A Turkish court on Thursday once again adjourned the case regarding the 1993 massacre of a Kurdish family by security forces in Vartinis (Altınova), a village in Turkey’s eastern Muş (Mûş) province, to 2 March. The reason for adjourning was the continued non-implementation of the decision to issue a red notice for the arrest of the fugitive suspect.
The court had ruled to issue a red notice for the suspect Bülent Karaoğlu, a gendarmerie commander captain at the time, in the ninth hearing in October, after rejecting the lawyers’ requests in previous hearings.
At Thursday’s 11th hearing of the trial, the court reported that the Turkish Security General Directorate’s Interpol Department had not yet completed the process regarding the issuance of a red notice for Karaoğlu.
The statute of limitations in the case will expire if it is not concluded by 2 October 2023.
On 3 October 1993, Turkish security forces burnt down the home of the Öğüt family, after they were accused of “aiding and abetting an illegal terrorist organisation”. A total of nine people in the house, including seven children between the ages of three and 12, died.
* Photos: From the museum, supported by Nusaybin Municipality, where the belongings of the burned house are exhibited.

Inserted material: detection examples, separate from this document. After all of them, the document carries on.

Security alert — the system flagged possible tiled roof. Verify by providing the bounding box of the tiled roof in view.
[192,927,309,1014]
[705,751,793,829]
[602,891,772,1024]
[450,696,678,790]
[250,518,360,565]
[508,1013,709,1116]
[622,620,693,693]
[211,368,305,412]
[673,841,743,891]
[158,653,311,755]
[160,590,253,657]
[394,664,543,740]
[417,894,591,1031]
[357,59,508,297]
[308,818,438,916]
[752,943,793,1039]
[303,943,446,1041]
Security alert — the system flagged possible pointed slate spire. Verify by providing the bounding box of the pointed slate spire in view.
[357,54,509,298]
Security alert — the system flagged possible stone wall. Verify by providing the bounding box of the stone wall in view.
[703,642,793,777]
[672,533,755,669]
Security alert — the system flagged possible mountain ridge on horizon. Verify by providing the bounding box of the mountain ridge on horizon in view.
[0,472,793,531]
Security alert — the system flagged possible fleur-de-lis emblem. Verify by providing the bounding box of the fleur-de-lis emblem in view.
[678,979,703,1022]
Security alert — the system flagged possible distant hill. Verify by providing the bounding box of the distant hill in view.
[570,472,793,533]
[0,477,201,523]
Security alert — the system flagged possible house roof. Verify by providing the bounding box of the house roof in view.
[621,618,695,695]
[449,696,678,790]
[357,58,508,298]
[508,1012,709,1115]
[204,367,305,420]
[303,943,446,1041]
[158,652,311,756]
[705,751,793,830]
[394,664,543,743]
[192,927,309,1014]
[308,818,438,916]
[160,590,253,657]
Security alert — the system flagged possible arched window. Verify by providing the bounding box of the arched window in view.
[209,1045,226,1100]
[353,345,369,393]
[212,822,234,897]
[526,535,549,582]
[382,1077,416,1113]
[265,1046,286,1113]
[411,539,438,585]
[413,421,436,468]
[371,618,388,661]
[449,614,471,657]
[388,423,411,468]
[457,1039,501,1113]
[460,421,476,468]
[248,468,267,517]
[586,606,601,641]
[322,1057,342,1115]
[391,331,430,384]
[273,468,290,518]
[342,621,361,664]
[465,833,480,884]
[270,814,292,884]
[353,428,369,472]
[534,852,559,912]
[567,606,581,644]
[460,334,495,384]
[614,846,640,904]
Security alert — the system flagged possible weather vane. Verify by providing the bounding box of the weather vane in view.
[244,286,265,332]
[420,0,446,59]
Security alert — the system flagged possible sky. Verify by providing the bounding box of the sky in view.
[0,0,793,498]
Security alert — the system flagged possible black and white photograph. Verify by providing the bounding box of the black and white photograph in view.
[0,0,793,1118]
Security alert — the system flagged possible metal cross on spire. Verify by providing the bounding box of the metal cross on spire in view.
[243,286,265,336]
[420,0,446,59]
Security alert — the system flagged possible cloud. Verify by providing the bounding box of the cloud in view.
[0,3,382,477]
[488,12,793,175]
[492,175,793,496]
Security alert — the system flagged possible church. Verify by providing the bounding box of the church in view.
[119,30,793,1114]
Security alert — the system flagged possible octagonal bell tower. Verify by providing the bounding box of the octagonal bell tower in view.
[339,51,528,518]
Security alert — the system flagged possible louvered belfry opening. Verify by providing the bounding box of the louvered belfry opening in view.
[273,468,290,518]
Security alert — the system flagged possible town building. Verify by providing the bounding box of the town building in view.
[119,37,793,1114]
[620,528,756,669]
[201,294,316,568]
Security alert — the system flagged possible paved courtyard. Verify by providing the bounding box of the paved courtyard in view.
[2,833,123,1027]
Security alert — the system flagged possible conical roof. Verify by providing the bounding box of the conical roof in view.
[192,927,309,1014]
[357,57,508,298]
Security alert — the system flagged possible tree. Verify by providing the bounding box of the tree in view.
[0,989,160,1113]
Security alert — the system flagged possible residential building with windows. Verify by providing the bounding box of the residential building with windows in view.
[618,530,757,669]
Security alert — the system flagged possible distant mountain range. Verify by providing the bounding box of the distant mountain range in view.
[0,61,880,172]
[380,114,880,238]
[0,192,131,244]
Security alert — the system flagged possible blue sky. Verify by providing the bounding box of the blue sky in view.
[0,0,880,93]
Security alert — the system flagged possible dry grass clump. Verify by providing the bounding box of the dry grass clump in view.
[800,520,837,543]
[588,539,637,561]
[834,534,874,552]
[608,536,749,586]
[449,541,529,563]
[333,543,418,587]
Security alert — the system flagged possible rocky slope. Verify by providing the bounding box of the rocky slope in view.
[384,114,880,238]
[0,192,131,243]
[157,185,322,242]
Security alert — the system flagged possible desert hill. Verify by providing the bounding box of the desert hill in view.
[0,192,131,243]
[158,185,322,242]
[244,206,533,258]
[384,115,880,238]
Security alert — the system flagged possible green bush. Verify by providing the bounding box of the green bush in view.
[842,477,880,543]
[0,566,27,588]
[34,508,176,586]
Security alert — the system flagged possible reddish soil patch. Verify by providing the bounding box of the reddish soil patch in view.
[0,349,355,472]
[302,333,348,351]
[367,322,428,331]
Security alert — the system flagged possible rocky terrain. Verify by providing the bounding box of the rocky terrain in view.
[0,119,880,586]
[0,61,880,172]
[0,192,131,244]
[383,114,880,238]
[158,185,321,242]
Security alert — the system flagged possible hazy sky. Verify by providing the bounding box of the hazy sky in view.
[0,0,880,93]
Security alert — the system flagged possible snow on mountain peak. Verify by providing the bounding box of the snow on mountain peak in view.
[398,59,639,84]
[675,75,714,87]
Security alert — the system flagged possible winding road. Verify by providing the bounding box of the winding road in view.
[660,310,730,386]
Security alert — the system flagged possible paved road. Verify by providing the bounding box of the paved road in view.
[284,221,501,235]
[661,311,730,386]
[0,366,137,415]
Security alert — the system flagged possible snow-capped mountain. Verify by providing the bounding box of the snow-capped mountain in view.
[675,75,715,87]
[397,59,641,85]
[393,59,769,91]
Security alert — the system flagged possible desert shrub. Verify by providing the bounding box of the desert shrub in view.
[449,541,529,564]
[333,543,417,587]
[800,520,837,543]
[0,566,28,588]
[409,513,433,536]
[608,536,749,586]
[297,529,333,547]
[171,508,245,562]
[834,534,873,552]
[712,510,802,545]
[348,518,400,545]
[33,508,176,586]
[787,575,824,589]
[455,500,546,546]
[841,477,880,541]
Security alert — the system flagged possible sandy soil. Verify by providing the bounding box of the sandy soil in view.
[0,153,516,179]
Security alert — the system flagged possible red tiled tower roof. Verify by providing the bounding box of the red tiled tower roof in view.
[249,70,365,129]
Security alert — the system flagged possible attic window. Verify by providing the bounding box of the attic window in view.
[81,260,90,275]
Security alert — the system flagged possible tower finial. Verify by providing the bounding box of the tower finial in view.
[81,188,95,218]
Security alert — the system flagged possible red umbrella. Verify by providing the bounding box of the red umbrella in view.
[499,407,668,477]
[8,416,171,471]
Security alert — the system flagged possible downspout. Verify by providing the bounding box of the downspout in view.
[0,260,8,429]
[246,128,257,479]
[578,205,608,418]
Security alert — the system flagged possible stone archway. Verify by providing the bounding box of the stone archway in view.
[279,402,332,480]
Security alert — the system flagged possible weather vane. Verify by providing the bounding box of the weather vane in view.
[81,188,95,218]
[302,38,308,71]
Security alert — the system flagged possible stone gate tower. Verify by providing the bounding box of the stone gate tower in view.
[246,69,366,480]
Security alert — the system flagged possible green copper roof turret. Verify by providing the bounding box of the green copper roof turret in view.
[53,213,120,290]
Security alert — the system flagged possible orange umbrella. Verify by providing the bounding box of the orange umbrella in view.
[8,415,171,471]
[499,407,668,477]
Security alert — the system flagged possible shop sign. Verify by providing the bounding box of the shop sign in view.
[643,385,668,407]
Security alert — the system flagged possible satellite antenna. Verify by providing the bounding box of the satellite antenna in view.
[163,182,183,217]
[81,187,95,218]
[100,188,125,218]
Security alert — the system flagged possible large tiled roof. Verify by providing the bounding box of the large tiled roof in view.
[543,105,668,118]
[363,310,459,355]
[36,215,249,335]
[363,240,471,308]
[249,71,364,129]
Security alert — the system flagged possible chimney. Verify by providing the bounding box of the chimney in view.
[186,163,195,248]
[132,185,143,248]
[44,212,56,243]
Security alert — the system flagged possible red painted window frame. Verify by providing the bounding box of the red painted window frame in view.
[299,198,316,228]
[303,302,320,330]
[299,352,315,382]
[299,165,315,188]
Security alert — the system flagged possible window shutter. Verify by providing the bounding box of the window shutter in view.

Aysel Öğüt, the only family member who survived, has filed a series of criminal complaints stating that the house was set on fire by the soldiers. However, the prosecutor’s office initially dismissed the case, suggesting that the house was burned by the Kurdistan Workers’ Party (PKK).
Öğüt’s repeated filings eventually brought about a seven-year-long investigation process in 2006. A lawsuit was finally filed in 2013, twenty years after the massacre.
Three of the four defendants in the case have been acquitted, while the court ordered the arrest of the gendarmerie commander of the time, citing that he was the officer responsible for the operation.
Most of the cases filed against serious human rights violations by the Turkish security forces during the 1990s, when the Kurdish conflict was at its peak, resulted either in complete impunity or with the suspects never being brought before a judge.
Turkish courts often do not define the cases against the state as cases of crimes against humanity and thus, drop the cases when the statute of limitations expires, despite a large body of testimonies and other concrete evidence existing.
Back in September 2022, the murder case of Kurdish journalist and writer Musa Anter was dropped due to the statute of limitations, 30 years after Anter’s death.
Another similar case regarding one of the symbols of Turkey’s enforced disappearances, Cemil Kırbayır, was also closed due to the statute of limitations on 28 December 2021.